Friday, December 7, 2012

Friday's Weekly Round-Up - 103


[Peter Orlovsky & Allen Ginsberg at 9 rue Git le Coeur, Paris, aka "The 
Beat Hotel" December 1956. Photo  c. Harold Chapman/TopFoto]


















The Beat Hotel - You've read the book? You've seen the film? Now listen to the radio-program. Professor Andrew Hussey, dean of the University of London Institute in Paris (ULIP), "tells the story of how a dirty, run-down hotel in the medieval heart of Paris became, in the late 50's and early 60's, a bohemian mecca, attracting some of the most important figures of the Beat Generation". This BBC link will be up for the next 12 months and, take it from us, is well worth catching.

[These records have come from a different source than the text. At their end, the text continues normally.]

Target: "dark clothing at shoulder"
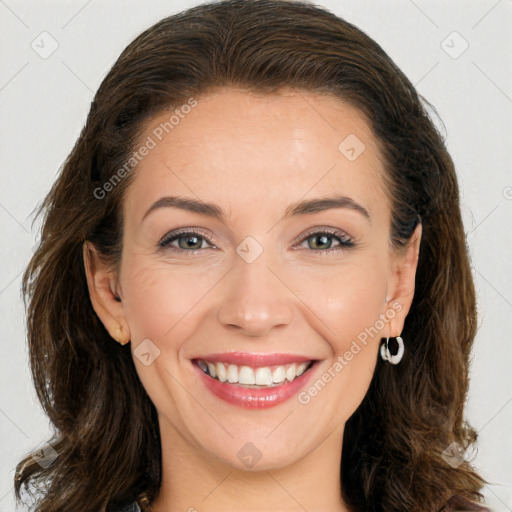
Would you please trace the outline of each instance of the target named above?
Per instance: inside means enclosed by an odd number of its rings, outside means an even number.
[[[446,512],[491,512],[490,509],[475,503],[474,501],[469,501],[466,498],[458,494],[454,494],[446,504]]]

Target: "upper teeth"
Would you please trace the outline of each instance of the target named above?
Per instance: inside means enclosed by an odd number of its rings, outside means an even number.
[[[299,375],[302,375],[311,361],[304,363],[291,363],[278,366],[237,366],[228,363],[213,363],[198,359],[197,364],[201,370],[221,382],[228,381],[230,384],[271,386],[281,384],[284,380],[291,382]]]

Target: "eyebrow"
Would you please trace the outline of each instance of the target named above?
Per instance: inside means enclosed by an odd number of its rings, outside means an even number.
[[[180,196],[165,196],[158,199],[158,201],[154,202],[149,207],[149,209],[142,217],[142,220],[144,220],[149,215],[149,213],[159,208],[179,208],[181,210],[199,213],[201,215],[207,215],[208,217],[219,219],[222,222],[225,222],[226,220],[226,214],[222,208],[220,208],[220,206],[198,199]],[[368,221],[371,219],[370,214],[366,208],[361,206],[350,197],[340,195],[317,199],[307,199],[291,204],[286,208],[283,219],[295,217],[298,215],[319,213],[325,210],[330,210],[331,208],[347,208],[350,210],[355,210],[362,214]]]

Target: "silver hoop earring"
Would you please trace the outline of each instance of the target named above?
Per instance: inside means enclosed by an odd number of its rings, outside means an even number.
[[[395,339],[398,343],[398,352],[394,356],[392,356],[391,352],[389,351],[389,338],[386,338],[386,341],[380,346],[380,357],[382,357],[384,361],[391,364],[398,364],[402,360],[405,352],[404,340],[400,336],[397,336]]]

Remembering Ken Regan - The iconic Rolling Thunder Revue photographer, sad to report, passed away last week (from cancer). Here's his obituary notice in The New York Times  - and here's an obituary note in Rolling Stone.  You're all perhaps familiar with his famous snap(s) of Allen and Bob Dylan at Jack Kerouac's grave? Here's another, from that memorable day in Lowell, of Allen and Dylan:

 [Allen Ginsberg and Bob Dylan in Lowell, Mass,
 photograph by Ken Regan via Bob Dylan.com]
                                         


























A major event last week in England (not the U.S, interestingly (sic)) - the publication of the monumental  Collected Poems of Ed Dorn. A magisterial volume - 1000 pages! The book includes an introduction by Jennifer Dunbar Dorn, the poet's widow, an appreciation by British poet, Jeremy Prynne, and an afterward by Amiri Baraka (editorial assistance, also, from Justin Katko, Reitha Pattison and Kyle Waugh). More information available here


























Daniel Radcliffe as Allen Ginsberg - Countdown now for John Krokidas'  Kill Your Darlings. The dates for the movie's premiere are now set. The film is, among those scheduled to premiere next month (January 17-27) at Sundance (at the famed Sundance Film Festival) - Here's Radcliffe ("Harry Potter") interviewed recently in the Huffington Post:
"There is," he [Radcliffe] says carefully, "an upside to fame, in that, hopefully, a shit-load of people are going to be introduced to Allen Ginsberg....They can come in [to view the film] for the wrong reasons, I don't care.  As long as they stay for the right reasons, because the material is good".